Indeed, it's religious objections that usually get in the way of women's ability to buy what seems to be an eminently sensible drug – but, then, many religionists would deny a woman the morning-after pill if she'd just been raped.
But this article in the Guardian is not about religion. The author, Ellie Levenson, tells of how she had to lie in order to be able to get the medication for a friend. After telling the truth and being denied it twice, she had to say it was for herself (an ironic reversal of the embarrassment scenario whereby you go to the pharmacy for something for your pubic lice, say, but say it's for "a friend", and the chemist gives you one of those "Yes, of course it is" looks).
The stark fact is that, when she had previously told the truth, the pharmacists did not trust her to buy the pill for someone else. So where does that leave mothers who need to pick it up for daughters who are at school or women who need to pick it up for friends who are at work all day and can't get to a chemist?
This is the question being asked by a campaigning website called Women Are Not Stupid. So is the question as to why the pill is not available in advance, but only after the event.
Pharmacists say the restrictions are there because they need to ask women certain questions before they will dispense the pill. But this presupposes that women are too stupid to know how or when to use it or to read the instructions.
One does wonder, though, why a woman planning to have sex this week, tomorrow, in two days' time, can't simply lie and say she's had it already and the condom burst, and then save the pill for the day after the happy union? But perhaps some women just don't want to lie or find lying very difficult – especially if they're going to be faced with questions from the pharmacist.
"If we are clever enough to decide when we take a paracetamol," writes Levenson, "we are clever enough to have the morning-after pill in the bathroom cabinet for emergencies, and to read the instructions to decide whether or not we should take it."
Since publishing the article, Levenson told me, “The website is meant to draw attention to the current rules around emergency contraception and direct people to the petition on the Downing Street website that asks for a change in the rules.
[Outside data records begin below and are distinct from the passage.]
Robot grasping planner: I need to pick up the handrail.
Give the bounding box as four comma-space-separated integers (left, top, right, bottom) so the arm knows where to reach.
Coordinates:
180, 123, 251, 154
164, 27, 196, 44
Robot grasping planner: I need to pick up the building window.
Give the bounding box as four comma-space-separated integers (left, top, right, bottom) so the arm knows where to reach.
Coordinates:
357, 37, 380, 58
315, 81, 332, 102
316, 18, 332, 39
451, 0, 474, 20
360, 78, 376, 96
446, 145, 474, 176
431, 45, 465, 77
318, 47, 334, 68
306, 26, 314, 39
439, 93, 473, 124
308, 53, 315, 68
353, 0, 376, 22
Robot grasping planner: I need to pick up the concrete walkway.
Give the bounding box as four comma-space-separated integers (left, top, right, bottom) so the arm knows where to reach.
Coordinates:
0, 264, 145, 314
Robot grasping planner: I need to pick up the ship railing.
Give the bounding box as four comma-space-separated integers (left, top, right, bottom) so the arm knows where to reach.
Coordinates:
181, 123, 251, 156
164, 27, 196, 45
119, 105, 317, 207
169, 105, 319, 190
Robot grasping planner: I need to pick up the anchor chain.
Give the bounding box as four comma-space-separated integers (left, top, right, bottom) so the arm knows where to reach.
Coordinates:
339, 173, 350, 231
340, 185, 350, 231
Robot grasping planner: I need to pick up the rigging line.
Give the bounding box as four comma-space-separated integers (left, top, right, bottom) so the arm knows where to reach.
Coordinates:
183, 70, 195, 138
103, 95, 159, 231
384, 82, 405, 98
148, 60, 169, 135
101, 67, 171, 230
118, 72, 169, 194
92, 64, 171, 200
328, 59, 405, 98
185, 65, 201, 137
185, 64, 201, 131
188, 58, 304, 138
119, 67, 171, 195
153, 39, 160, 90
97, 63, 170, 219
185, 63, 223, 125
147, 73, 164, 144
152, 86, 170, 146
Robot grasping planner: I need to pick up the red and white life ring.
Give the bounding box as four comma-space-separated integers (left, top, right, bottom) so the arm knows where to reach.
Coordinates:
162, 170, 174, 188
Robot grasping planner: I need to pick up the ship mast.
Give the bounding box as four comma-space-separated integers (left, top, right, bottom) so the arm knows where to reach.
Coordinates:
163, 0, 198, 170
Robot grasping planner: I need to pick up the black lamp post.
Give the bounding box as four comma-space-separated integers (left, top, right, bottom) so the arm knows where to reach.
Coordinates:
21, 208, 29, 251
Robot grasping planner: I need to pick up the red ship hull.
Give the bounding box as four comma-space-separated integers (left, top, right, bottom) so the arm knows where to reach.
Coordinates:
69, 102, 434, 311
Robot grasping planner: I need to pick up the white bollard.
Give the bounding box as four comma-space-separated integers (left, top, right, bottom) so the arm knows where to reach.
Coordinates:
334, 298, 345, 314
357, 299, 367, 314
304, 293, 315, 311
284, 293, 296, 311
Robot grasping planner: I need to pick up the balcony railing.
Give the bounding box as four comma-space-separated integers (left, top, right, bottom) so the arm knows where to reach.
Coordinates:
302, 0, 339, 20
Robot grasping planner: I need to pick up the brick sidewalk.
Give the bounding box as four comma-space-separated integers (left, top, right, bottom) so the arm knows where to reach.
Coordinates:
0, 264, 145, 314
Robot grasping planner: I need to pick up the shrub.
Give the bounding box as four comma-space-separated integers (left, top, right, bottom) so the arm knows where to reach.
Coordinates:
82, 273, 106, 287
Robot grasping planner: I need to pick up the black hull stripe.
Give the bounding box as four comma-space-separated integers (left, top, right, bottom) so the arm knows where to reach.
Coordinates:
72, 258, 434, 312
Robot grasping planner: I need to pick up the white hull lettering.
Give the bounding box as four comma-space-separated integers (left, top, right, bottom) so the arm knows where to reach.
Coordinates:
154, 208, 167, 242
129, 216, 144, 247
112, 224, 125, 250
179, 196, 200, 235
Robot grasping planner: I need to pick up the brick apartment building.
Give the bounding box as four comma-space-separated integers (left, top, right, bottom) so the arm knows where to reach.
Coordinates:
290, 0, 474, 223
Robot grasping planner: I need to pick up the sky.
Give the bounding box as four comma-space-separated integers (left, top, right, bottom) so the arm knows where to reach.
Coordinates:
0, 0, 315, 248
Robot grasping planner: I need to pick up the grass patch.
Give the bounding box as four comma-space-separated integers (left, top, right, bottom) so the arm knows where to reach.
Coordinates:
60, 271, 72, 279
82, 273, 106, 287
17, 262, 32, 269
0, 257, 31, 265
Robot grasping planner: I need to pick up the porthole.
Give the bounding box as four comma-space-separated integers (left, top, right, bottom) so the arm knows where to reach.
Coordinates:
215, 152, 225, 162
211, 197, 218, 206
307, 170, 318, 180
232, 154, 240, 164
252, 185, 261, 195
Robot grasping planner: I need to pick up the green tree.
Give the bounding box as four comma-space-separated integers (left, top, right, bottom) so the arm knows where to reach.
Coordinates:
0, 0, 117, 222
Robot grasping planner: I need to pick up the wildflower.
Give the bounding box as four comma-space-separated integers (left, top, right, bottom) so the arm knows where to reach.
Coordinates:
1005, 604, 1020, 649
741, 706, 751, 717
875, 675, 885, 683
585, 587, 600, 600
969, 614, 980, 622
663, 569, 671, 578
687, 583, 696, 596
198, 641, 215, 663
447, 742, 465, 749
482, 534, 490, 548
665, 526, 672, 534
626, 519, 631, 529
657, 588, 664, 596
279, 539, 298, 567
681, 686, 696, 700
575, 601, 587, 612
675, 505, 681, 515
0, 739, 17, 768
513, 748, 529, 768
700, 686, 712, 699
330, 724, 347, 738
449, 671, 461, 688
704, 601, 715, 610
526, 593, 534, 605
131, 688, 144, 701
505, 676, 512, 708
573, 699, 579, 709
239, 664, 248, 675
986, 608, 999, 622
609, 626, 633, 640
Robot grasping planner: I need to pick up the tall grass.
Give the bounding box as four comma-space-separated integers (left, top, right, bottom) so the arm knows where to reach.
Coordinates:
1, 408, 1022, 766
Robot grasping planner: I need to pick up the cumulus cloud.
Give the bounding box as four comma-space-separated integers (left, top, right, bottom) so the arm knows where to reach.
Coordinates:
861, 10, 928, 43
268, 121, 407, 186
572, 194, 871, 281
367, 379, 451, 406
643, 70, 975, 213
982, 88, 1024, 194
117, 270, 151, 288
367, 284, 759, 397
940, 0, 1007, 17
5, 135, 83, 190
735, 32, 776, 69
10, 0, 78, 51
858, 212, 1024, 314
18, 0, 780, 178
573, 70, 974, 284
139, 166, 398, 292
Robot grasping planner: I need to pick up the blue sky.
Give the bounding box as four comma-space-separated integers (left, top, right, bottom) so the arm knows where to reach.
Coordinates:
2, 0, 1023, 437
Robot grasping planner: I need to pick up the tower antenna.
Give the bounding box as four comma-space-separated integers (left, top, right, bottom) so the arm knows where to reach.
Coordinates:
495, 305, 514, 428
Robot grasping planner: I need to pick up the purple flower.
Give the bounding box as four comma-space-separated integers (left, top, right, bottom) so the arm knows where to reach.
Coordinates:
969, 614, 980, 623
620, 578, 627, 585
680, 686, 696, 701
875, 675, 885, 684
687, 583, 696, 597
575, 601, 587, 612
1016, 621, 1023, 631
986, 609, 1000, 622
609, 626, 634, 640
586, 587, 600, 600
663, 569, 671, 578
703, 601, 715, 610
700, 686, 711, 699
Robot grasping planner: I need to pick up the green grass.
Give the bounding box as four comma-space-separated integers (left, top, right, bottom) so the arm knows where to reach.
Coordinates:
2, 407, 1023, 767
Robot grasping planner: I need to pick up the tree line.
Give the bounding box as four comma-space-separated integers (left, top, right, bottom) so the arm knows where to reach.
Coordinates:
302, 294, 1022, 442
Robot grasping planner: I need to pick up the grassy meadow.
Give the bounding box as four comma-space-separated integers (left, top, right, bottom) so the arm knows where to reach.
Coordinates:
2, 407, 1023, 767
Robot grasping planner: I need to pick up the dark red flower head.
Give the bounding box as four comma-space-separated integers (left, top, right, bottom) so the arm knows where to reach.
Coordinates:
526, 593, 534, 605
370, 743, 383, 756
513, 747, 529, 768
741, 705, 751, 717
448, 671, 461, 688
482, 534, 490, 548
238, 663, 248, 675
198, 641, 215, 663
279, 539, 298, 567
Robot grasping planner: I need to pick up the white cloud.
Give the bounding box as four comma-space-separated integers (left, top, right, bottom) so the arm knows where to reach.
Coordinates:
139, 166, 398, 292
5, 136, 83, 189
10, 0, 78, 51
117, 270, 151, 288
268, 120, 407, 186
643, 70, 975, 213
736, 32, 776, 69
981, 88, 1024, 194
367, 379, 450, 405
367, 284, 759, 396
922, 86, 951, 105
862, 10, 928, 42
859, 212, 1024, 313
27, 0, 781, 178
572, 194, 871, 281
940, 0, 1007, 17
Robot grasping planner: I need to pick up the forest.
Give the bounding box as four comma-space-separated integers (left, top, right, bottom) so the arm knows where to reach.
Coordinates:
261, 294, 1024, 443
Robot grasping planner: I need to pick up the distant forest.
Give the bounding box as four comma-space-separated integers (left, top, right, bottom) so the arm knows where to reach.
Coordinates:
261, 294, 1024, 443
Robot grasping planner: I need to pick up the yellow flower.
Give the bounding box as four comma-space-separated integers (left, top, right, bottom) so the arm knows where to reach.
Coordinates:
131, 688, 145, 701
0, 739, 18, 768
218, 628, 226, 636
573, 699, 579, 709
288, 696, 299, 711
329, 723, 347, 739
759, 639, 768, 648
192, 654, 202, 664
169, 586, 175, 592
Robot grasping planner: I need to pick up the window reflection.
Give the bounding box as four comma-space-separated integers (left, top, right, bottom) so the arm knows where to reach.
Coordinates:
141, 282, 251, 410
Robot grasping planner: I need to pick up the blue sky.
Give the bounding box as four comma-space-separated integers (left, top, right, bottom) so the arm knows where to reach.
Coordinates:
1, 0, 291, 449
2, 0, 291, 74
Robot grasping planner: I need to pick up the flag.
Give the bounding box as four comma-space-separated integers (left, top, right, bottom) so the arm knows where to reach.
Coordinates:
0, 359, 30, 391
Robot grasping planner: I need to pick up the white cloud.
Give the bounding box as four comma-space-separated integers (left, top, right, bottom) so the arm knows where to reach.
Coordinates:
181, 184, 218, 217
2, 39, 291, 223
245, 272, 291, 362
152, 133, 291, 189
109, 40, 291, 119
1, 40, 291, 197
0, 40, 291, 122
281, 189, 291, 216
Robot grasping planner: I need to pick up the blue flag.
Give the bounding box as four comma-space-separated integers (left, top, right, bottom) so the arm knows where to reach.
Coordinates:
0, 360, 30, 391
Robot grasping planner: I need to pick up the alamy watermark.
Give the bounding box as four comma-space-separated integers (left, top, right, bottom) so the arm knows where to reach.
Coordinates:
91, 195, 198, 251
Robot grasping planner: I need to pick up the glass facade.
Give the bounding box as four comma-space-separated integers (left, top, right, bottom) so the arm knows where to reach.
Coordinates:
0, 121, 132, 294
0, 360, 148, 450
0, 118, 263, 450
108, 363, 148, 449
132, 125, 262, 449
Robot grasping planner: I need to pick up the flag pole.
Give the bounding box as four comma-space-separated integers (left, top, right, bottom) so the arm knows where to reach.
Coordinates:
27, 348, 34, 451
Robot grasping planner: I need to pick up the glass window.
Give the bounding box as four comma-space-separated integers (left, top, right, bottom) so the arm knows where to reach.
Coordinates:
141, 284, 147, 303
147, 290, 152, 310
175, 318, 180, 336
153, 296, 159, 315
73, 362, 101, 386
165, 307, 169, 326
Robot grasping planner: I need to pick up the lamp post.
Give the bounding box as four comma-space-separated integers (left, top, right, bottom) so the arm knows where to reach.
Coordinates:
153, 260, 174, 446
So far over 200 people have signed the petition – and I hope your readers will, too – which means the relevant government department has to give a formal response in a year's time when the petition ends.
“There's been a lot of press interest so far,” she continued, “and the next step is to start lobbying politicians and other interested parties such as the Royal Pharmaceutical Society. As things stand at the moment women can go to their pharmacist and lie in order to get advance provision of emergency contraception or to get it for someone else, but why should we have to lie? I want the rules and practice changed so that we can all access emergency contraception easily without the need for lies or furtive trips to local pharmacists.”